The Working Student Diaries: Bradley Champagne Joins Team Windurra

Ever wondered what it’s like to be a working student for a top level eventing barn? The grueling hours, the non-stop learning curve, and the opportunity of a lifetime to learn from the best. We are delighted to introduce our newest series, The Working Student Diaries, in which we reveal the truth behind the experience from a first hand source. If you weren’t ever able to be a working student, or if you’re thinking about becoming one in the future, now is your chance to get the low-down, and we hope you enjoy it!

Bradley enjoying some winter hacks before the spring season with Boyd's Advanced horse trot set. Brad is on Neville on the far left. Photo courtesy of Boyd Martin.

Bradley enjoying some winter hacks before the spring season with Boyd’s Advanced horse trot set. Brad is on Neville on the far left. Photo courtesy of Boyd Martin.

Bradley Champagne is a 20-year-old aspiring professional eventer who hails from Guelph, Ontario and currently competes his horse C Taz Go at the Preliminary level. He took a chance on applying for a working student position at Windurra with Boyd Martin and was pleasantly surprised to receive an offer last summer. In late September, Bradley began his work for Boyd and has enjoyed it thus far. I asked him to give us a little intro into his riding career and life, so that we can get to know both him and Taz as we go forward with the series.

From Bradley:

My mom had been involved with horses long before I was born so I was immediately put into the “horse world.” I remember stories of me in a baby carrier on my mom’s back while she was hacking and me falling asleep. This definitely gave me the ability to sleep anywhere! Over the next few years I took lessons at a local farm. When I was six, I got a little, black New Forest/Welsh pony named Ace. Although he was your typical little pony who I got bucked off more times than I could count, he gave me the passion for riding.
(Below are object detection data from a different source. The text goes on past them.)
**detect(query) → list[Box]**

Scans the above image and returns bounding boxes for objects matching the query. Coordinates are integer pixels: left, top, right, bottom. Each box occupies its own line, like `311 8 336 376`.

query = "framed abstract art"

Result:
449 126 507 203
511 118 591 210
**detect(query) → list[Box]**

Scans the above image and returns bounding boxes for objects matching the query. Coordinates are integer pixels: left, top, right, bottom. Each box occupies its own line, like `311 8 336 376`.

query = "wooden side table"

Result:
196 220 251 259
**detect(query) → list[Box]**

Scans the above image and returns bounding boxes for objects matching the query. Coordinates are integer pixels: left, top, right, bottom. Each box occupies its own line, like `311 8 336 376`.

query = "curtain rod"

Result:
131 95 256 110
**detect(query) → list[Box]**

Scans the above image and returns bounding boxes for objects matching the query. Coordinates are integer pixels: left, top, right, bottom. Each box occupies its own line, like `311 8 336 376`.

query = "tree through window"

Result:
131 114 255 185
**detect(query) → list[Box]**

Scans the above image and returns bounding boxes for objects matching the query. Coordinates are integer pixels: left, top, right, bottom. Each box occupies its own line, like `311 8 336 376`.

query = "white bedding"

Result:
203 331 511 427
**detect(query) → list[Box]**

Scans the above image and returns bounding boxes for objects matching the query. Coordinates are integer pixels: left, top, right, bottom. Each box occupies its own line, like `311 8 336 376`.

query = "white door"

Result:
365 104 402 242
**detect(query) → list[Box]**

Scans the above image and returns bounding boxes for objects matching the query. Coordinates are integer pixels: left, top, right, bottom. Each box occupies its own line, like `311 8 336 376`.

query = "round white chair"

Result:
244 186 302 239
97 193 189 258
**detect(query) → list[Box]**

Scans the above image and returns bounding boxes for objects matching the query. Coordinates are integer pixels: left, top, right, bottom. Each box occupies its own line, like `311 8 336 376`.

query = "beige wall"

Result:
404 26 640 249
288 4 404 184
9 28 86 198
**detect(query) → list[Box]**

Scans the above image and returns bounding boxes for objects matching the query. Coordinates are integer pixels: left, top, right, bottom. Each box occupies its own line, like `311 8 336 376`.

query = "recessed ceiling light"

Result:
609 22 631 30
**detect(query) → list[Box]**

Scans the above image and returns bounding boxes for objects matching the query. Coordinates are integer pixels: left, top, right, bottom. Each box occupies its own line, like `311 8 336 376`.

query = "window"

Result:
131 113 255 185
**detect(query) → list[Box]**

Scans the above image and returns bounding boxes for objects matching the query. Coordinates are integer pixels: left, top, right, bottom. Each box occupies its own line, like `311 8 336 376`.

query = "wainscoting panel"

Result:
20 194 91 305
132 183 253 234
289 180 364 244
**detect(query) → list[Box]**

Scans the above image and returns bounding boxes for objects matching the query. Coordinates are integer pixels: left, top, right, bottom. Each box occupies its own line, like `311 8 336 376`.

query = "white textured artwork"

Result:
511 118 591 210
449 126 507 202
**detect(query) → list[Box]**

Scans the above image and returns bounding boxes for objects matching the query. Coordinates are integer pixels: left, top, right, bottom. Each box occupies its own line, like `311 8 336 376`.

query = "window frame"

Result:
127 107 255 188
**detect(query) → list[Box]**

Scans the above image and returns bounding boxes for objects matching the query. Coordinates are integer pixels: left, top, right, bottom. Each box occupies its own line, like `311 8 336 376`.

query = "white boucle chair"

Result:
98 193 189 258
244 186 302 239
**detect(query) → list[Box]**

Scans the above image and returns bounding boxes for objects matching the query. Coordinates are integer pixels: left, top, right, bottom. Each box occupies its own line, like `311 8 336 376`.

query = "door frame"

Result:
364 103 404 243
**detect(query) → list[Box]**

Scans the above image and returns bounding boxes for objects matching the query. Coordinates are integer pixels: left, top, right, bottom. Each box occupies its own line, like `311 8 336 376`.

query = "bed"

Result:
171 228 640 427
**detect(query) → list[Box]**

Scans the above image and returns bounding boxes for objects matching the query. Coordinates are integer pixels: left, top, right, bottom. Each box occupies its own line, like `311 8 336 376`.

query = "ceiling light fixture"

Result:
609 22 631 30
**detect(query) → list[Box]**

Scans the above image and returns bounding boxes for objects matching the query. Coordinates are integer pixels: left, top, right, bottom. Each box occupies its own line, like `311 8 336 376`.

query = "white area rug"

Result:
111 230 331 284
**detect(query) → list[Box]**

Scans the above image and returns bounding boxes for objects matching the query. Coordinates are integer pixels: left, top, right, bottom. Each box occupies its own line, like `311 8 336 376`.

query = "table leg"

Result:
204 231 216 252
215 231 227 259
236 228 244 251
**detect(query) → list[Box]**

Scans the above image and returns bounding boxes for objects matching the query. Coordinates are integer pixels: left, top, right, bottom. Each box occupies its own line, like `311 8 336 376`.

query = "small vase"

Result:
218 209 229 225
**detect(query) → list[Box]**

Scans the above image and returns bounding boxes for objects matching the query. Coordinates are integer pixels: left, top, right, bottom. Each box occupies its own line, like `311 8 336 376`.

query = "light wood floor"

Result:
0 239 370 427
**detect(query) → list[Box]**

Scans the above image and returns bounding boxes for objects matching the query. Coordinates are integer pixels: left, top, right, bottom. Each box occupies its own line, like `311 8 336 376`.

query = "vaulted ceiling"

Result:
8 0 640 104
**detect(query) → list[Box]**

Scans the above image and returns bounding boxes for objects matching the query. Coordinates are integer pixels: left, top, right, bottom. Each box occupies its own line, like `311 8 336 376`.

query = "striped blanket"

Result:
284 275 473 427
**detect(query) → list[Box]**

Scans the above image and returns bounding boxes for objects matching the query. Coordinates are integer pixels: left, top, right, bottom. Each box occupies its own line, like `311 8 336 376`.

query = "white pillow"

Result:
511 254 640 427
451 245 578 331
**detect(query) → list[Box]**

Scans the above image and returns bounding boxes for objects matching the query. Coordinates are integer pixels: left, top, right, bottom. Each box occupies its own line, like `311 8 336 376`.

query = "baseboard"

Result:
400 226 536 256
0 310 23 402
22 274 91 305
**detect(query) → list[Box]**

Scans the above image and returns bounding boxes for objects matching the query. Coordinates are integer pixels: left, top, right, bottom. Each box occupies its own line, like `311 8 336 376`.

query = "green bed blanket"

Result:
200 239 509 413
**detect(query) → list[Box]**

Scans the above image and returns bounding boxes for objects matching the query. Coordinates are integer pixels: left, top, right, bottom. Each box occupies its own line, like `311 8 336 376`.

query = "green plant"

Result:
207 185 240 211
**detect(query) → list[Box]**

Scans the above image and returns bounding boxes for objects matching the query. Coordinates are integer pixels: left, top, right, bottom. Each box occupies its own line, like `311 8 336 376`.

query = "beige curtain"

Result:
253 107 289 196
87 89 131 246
When my mom heard about a three-day eventing clinic at the Caledon Hunt Club in Caledon, Ontario, I took little Ace. I can remember the dressage not really being qualified as dressage, but when we got out on that cross-country course we both fell in love with eventing. The coach for this portion was Ann Morgan, and Ace and I quickly got the nickname “cross-country machine.”

Just over two years ago I began the search for a horse that could have the potential to at least go Training, having competed through Novice previously. After spending a summer looking for this horse my mom and I purchased a 9-year-old Thoroughbred/Westphalian gelding named Taz. For a horse who had hacked until age 5 it was sort of a shot in the dark, but after I jumped him over an oxer during the first trial I got that “knowing” feeling.

He was purchased a few days later on August 31. In late September we did a small local Beginner Novice event and a Novice event a few weeks later. We upgraded to Training part way through the next season and finished our season with our first win. After going down to Florida with Karl Slezak Eventing that winter we gained a lot of confidence at the Training level. Once we returned back to Canada, we won a Training and upgraded to Preliminary.

In October of 2013 I was working for Karl Slezak in Canada and spent January through April in Ocala, Florida with him. In early April I started looking for the “next level” of working student positions. When I got a message about Boyd Martin having a position available I thought “can’t hurt emailing.” I have to admit I was surprised but extremely excited when I got offered a position. I felt like I needed to compete in a few more Preliminary events in Canada before I made the move to Pennsylvania.

Bradley & Taz competing in Canada. Photo courtesy of Suzanna O'Connor.

Bradley & Taz competing in Canada. Photo courtesy of Suzanna O’Connor.

In late September of last year, I began at Windurra. I’m hoping to stay with Boyd for as long as I can because Taz and I have already improved more than I could have imagined. Besides improving as a rider, I have started to also gain knowledge about going from a rider to an athlete such as building your name, getting sponsors, managing your horse and managing a four-star level facility.

When I got to Boyd’s, my biggest weakness in eventing was show jumping. Taz isn’t the most careful jumper but we just had to figure each other out. Once we did, we slowly started to improve. Since we arrived in Aiken we really have improved in all three phases.

Having a detailed plan for the 2015 season really helped me get more determined and focused on improving and making the little things in my riding (leg and hand position) a priority to make a more smooth overall picture. For 2015 Taz and I are hoping to complete a CIC* event once we are back in Pennsylvania then travel to Bromont for their CCI*. For the longer term goal of 2015, we are hoping for an upgrade to Intermediate as a season conclusion.

Having goals for your competition year is important, but having goals for your long-term eventing career is equally important. I am like many younger eventers who dream of riding for their country at an international level, and being at Boyd’s has allowed me to turn this dream into a goal.